Security satisfactory to the Government will be given.
It will be a strict condition to renounce diplomatic remedies for whatever dispute may arise, obeying unconditionally the national laws.
The maximum price of ice of every kind shall not exceed 10 centavos per kilogram at retail.

By superior orders.

Francisco de Fabrega, Jr.,
General Secretary.

[Inclosure 3 in No. 63.—Translation.]

Proposals invited for a contract of concession for the manufacture, importation, and sale of ice in the department of Panama.

Inasmuch as the contract of concession for the manufacture and sale of ice in the department of Panama, made at public auction to Mr. Christian A. Maal, has not been approved by his excellency the President of the Republic, and in consideration of act No. 42, of 1883, passed by the legislative assembly of the extinct State of Panama, and of executive decree No. 719, of the 21st of November last, published respectively in Nos. 7140 and 7240 of the Diario Oficial, all persons, citizens of this nation, or foreign citizens who may desire to obtain the concession for the manufacture, importation, and sale of ice in the aforesaid department are invited to send their proposals to this ministry on or before February 29 next, at 2 p.m.

[Page 415]

The proposals referred to will he subject to the following conditions:

rights of the contractor holding the concession.

The Government concedes to N. N. the exclusive right to manufacture, import, and sell ice in the department of Panama for the term of------- (which will not exceed twenty years).
From the time when N. N. enters upon the enjoyment of the concession granted to him, which will lake place ------ (number of months) after the grant of the concession, no person or company will be allowed to manufacture, import, or sell ice in the department of Panama without the consent of the contractor.
N. N. shall have the right to demand the expropriation of land which he may require for buildings, aqueducts, and warehouses needed for the manufacture, importation, or sale of ice.
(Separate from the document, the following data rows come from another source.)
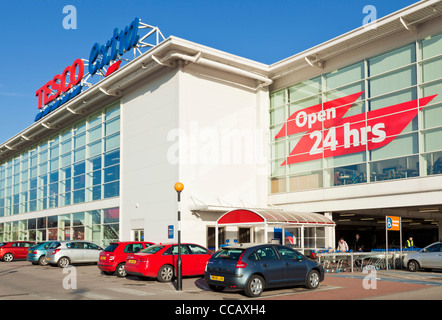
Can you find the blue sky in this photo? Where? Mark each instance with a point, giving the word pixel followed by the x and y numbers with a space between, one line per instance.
pixel 34 46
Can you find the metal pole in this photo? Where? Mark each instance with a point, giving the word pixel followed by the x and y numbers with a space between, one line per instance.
pixel 179 262
pixel 386 244
pixel 400 238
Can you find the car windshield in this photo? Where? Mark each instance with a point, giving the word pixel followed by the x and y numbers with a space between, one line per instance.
pixel 55 245
pixel 152 249
pixel 111 247
pixel 228 253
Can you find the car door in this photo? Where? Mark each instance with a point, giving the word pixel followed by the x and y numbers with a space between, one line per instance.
pixel 186 259
pixel 270 265
pixel 199 256
pixel 431 256
pixel 75 251
pixel 295 264
pixel 91 252
pixel 15 249
pixel 24 246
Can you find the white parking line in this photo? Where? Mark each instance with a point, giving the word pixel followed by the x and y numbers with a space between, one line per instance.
pixel 131 291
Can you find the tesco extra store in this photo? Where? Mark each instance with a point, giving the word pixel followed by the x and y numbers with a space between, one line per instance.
pixel 325 143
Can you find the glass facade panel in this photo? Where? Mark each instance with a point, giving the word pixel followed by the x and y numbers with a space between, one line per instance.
pixel 44 176
pixel 97 226
pixel 371 139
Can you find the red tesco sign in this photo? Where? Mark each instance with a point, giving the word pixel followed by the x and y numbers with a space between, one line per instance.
pixel 70 77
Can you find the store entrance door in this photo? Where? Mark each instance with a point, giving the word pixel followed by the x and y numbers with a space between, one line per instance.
pixel 244 235
pixel 138 235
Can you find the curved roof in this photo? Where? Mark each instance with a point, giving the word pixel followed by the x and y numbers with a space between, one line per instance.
pixel 273 216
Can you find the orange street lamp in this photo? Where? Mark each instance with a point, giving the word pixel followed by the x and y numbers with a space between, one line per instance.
pixel 178 188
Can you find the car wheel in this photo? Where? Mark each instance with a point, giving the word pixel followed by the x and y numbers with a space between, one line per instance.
pixel 255 286
pixel 312 281
pixel 413 266
pixel 8 257
pixel 42 261
pixel 120 271
pixel 216 288
pixel 165 274
pixel 63 262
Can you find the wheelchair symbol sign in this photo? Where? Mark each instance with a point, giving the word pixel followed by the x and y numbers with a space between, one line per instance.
pixel 393 223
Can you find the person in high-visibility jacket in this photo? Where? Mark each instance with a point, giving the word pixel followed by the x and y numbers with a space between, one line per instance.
pixel 409 244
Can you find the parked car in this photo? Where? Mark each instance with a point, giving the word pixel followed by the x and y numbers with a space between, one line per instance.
pixel 429 257
pixel 113 258
pixel 15 250
pixel 160 260
pixel 254 268
pixel 65 253
pixel 37 253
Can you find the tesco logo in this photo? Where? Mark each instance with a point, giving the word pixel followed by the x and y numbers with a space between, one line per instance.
pixel 66 85
pixel 61 83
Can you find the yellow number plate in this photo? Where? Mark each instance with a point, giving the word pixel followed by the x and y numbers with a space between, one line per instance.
pixel 217 278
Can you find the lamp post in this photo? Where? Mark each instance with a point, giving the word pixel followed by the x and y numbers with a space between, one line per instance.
pixel 178 188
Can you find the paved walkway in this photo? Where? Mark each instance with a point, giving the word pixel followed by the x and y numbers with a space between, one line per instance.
pixel 391 285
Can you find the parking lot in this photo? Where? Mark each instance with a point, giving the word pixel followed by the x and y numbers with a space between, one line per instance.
pixel 20 280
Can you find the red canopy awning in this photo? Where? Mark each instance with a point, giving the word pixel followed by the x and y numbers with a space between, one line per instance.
pixel 274 217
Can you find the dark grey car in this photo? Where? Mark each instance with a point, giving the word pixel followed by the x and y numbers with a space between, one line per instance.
pixel 254 268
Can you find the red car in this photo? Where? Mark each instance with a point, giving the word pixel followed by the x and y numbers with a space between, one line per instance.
pixel 160 261
pixel 113 258
pixel 15 250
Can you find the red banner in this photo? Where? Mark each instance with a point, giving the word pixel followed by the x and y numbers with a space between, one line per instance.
pixel 328 135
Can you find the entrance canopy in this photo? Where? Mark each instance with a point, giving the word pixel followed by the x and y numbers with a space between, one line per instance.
pixel 304 222
pixel 274 217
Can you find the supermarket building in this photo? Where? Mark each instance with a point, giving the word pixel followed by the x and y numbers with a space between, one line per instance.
pixel 325 143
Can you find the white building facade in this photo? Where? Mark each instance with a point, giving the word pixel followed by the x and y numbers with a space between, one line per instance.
pixel 350 129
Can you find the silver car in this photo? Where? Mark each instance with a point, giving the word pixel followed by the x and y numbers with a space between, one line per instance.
pixel 429 257
pixel 65 253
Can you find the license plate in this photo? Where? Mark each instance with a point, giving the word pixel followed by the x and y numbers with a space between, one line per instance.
pixel 217 278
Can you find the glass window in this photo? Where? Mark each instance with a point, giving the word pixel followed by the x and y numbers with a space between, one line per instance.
pixel 305 89
pixel 393 81
pixel 94 134
pixel 112 142
pixel 111 158
pixel 392 60
pixel 287 253
pixel 111 189
pixel 402 145
pixel 345 75
pixel 112 173
pixel 112 126
pixel 431 46
pixel 267 253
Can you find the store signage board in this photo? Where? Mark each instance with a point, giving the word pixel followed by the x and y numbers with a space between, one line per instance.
pixel 75 78
pixel 393 223
pixel 327 134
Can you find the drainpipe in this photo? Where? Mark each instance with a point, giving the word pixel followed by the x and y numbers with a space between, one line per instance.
pixel 264 81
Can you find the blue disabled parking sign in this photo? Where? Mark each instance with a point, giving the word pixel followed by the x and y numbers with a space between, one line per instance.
pixel 170 231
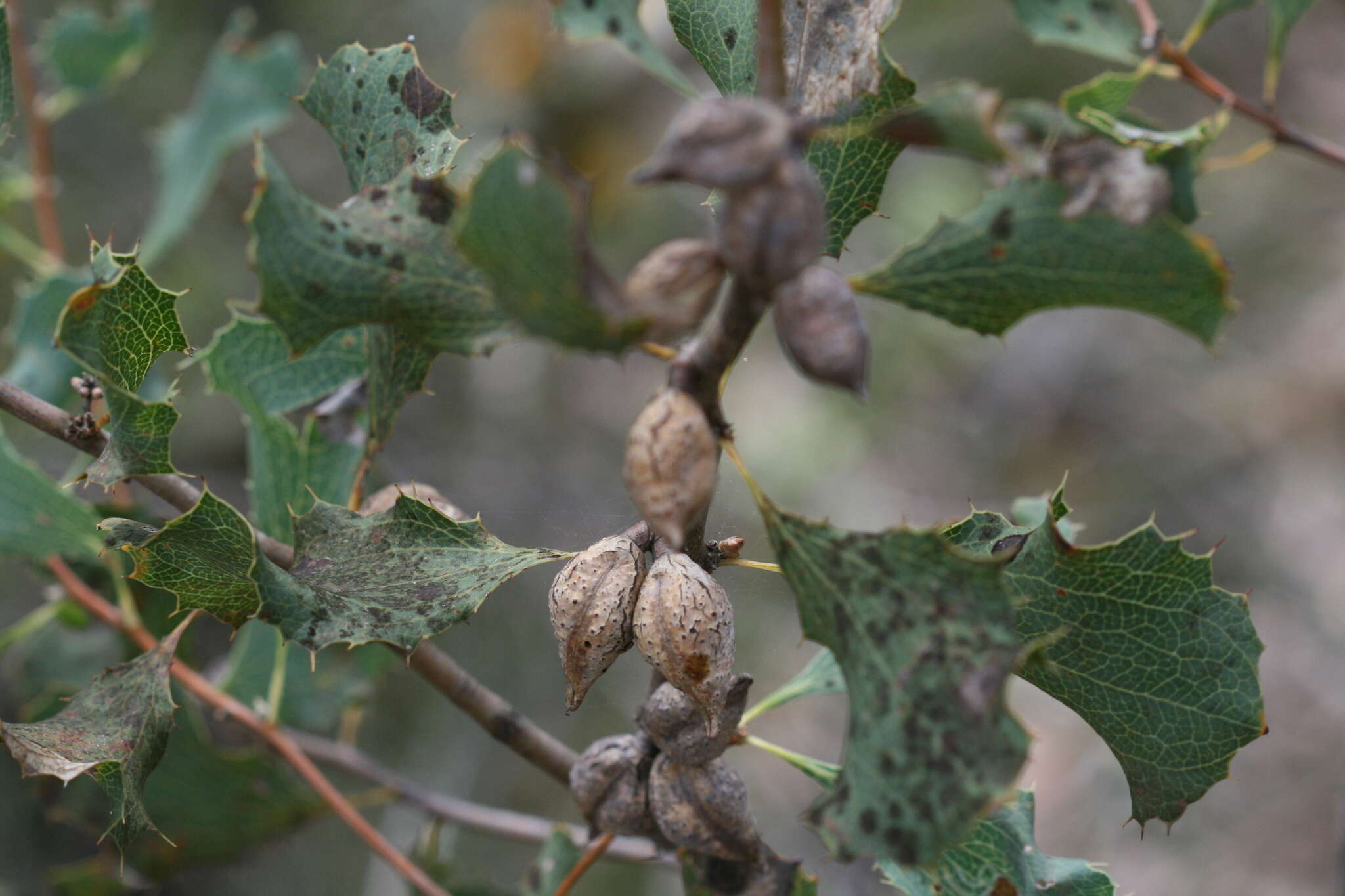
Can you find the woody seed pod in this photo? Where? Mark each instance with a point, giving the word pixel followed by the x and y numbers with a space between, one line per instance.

The seizure, to take effect under existing laws on the subject, provides indemnity which the contractor must pay.
The Government declares that the manufacture, importation, and sale of ice in the department of Panama is a work of public utility (empresa de untilitad publica), and that, for such reason, it shall be exempt from all kinds of imposts, taxes, and duties, whether they be national, territorial, or municipal.
It also declares that the agents, employés, and servants of this work shall be exempt from all public service.

obligations of the contractor holding the concession.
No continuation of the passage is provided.